La notizia della morte di Carlo si diffuse in un batter d’occhio, e lo sconcerto si impossessò dei manifestanti. La rabbia prese il sopravvento e gli scontri divennero ancora più violenti. La situazione era sfuggita di mano ai responsabili dell’ordine pubblico gli unici veri responsabili, insieme ai politici di allora, di quanto accaduto in quei giorni. Le loro provocazioni da infiltrati erano degenerate creando un vero e proprio moto di rivolta nei manifestanti che nessuno degli organizzatori aveva preventivato. Quello che fecero i manifestanti, che è poi era quello che cercava di fare il povero Carlo con un estintore in mano, fu solo difendersi dai vili attacchi di plotoni di poliziotti aizzati dalla politica, e comandati dai loro dirigenti “a menar duro”. Volevano dare una lezione al “Movimento” e c‘erano riusciti. Non contenti continuarono per tutta la notte a dare la caccia ai “no-global”, fino a mettere in scena con feroce crudeltà la mattanza alla scuola Diaz.

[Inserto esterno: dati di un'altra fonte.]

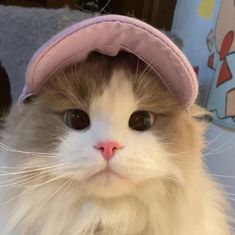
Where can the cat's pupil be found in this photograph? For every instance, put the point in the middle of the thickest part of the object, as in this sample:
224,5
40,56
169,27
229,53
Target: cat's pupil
77,119
141,120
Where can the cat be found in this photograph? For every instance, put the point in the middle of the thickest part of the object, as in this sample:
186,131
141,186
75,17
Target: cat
105,149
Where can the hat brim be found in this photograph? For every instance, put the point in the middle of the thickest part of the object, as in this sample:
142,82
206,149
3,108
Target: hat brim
109,35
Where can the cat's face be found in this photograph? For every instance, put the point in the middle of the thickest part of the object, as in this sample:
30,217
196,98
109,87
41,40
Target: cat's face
113,126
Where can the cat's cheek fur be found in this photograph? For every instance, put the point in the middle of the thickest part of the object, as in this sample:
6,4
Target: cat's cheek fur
136,163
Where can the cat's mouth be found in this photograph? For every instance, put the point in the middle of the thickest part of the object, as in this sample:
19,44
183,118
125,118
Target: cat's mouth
108,172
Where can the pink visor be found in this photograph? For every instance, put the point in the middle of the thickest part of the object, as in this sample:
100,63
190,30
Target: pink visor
109,35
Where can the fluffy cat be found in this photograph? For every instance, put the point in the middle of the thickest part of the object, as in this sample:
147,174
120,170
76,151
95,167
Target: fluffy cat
105,149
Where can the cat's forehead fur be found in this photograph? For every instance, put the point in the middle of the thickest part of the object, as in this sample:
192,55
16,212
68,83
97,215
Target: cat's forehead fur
79,84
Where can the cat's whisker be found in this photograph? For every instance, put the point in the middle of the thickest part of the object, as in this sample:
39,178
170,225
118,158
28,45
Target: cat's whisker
19,183
56,192
9,149
222,176
33,170
215,138
223,148
29,190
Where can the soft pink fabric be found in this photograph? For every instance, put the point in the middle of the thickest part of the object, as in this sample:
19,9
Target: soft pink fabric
108,35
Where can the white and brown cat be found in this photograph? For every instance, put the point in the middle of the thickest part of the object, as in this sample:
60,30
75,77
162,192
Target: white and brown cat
105,149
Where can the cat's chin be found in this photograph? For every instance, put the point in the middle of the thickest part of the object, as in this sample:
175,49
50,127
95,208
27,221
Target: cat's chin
108,185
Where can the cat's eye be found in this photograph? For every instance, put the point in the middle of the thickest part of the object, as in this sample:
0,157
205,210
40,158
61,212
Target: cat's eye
77,119
141,120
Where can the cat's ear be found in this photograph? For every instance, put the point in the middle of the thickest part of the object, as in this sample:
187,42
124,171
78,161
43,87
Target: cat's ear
199,113
29,100
175,38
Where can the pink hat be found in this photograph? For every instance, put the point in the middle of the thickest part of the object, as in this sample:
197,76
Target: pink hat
108,35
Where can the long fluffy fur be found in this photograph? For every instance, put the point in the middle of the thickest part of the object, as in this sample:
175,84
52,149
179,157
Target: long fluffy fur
164,189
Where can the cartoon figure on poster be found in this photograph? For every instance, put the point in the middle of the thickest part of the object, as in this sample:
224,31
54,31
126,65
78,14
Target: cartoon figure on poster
221,44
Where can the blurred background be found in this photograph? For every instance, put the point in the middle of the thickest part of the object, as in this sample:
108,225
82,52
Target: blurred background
205,27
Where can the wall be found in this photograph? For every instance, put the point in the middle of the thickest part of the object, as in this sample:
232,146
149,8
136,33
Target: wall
193,21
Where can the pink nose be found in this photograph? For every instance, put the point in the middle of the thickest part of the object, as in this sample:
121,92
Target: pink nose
108,149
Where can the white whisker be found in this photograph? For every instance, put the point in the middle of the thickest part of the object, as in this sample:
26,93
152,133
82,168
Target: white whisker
7,148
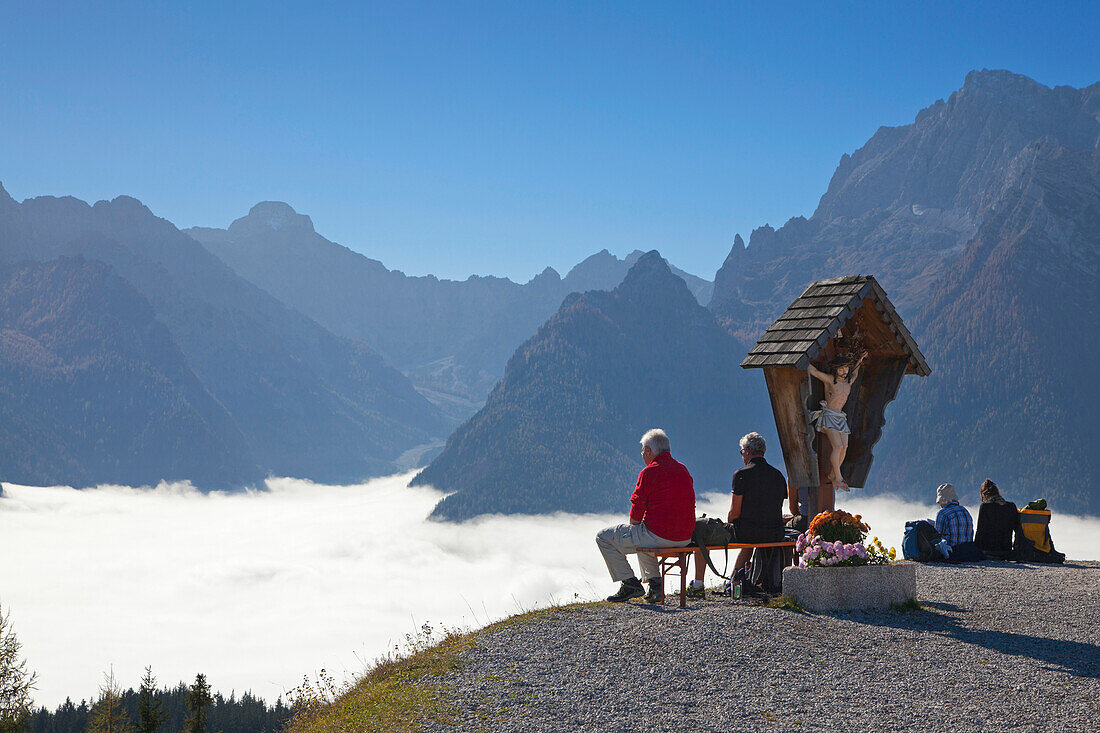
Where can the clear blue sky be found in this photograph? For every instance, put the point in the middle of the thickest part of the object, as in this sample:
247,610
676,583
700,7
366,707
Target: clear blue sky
493,138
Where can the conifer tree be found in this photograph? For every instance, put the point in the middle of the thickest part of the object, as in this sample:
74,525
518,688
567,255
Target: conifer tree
198,700
151,713
108,714
15,681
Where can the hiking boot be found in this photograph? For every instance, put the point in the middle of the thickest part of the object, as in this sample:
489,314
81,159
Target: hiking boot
630,588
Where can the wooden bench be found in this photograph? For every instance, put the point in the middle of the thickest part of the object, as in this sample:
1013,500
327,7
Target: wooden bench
677,557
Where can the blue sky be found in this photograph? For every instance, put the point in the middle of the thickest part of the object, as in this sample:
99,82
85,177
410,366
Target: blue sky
493,138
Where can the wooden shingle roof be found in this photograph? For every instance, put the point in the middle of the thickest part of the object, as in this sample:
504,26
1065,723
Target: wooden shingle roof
805,327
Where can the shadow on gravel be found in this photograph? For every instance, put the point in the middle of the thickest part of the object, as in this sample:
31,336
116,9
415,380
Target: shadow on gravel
1076,658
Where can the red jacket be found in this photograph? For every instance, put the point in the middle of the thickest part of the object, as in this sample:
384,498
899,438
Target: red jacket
664,499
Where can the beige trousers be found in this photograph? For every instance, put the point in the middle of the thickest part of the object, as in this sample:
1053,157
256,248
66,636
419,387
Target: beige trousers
616,543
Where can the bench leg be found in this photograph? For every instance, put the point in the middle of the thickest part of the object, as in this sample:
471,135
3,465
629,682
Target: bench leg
664,568
682,561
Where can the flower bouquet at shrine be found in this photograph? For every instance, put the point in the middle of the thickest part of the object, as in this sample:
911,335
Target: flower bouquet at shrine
837,538
838,569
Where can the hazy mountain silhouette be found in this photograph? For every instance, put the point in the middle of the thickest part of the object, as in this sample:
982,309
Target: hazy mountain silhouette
451,338
980,221
95,390
560,431
308,403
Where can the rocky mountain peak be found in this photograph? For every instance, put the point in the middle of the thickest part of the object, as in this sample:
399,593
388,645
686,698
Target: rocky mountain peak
271,216
651,279
1001,83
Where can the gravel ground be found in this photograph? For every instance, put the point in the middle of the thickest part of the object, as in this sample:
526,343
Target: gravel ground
998,647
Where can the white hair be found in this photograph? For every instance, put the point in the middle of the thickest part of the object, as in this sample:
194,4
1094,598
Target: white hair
754,444
657,441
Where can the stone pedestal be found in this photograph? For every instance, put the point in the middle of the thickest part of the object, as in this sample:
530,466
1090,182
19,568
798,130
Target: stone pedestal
849,589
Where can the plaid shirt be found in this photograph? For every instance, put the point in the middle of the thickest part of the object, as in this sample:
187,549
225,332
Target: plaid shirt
955,524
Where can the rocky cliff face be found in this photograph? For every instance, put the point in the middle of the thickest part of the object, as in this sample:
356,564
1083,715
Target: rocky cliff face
978,220
451,338
560,431
308,403
96,391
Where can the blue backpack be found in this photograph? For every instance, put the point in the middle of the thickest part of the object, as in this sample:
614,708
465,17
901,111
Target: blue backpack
921,542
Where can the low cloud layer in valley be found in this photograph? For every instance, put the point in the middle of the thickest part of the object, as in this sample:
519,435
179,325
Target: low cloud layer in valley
257,589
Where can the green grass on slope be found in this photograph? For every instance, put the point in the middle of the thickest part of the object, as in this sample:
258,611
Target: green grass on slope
400,691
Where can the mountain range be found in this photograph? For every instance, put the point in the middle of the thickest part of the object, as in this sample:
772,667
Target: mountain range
308,403
134,351
451,338
238,383
561,429
981,219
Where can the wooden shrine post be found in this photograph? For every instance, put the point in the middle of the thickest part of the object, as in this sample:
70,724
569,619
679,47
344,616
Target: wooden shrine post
844,316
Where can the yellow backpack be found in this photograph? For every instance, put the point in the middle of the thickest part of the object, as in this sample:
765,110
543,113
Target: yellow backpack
1035,525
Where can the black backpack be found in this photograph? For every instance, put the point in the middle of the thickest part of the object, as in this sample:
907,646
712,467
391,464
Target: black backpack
713,532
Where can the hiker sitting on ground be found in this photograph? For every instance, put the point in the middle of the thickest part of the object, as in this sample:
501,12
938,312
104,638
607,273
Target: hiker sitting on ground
953,521
757,505
997,521
662,514
956,526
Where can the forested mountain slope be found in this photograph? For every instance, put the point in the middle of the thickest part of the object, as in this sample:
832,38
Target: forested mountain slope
560,431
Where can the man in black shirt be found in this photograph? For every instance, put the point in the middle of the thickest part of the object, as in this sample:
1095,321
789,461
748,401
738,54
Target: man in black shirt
757,506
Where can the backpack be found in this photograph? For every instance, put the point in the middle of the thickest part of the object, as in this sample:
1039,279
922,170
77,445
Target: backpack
1033,537
920,542
767,570
712,532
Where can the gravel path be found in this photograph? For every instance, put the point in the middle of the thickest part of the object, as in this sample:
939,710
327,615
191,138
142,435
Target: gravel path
999,647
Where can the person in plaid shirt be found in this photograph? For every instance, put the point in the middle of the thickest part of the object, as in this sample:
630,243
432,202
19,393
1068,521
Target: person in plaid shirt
954,522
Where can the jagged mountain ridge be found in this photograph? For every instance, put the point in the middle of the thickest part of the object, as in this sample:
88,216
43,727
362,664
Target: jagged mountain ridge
906,203
560,430
452,338
308,403
963,216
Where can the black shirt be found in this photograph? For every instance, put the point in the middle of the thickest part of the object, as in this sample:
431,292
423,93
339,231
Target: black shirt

Costruirono prove false contro i manifestanti per giustificare la loro gratuita violenza, e per la prima volta dalla nascita della repubblica, lo stato si era reso colpevole della sospensione dei diritti costituzionali. Tutte verità venute a galla nei tanti processi che si sono celebrati sugli eventi che caratterizzarono quelle giornate. Ma all’oggi nessuno dei responsabili ha concretamente pagato.
Per questi eventi a distanza di 16 mesi, nel novembre del 2002, fui arrestato assieme ad altri 12 compagni, nella famosa operazione condotta dalla procura di Cosenza denominata “operazione No-Global”. Ci vollero oltre 12 anni, un mese di carcere speciale e due anni di libertà vigilata per dimostrare in tutti i tre gradi di giudizio la nostra completa estraneità ai fatti. Il vano tentativo di accollarci le responsabilità morali e materiali dei tragici eventi di quei giorni, da parte dei corrotti e degli infami di stato, era fallito. E questo grazie alla forte mobilitazione di piazza che caratterizzò i giorni del nostro arresto. Una forte indignazione pubblica costrinse gli infedeli servitori dello stato a fare marcia indietro. Non prima però di ricevere una bella promozione con annesso aumento di stipendio. Il premio per aver eseguito gli infami ordini ricevuti dalla malapolitica che ancora oggi, a distanza di vent’anni, e nonostante le chiare sentenze di condanna, fatica ad ammettere le proprie responsabilità.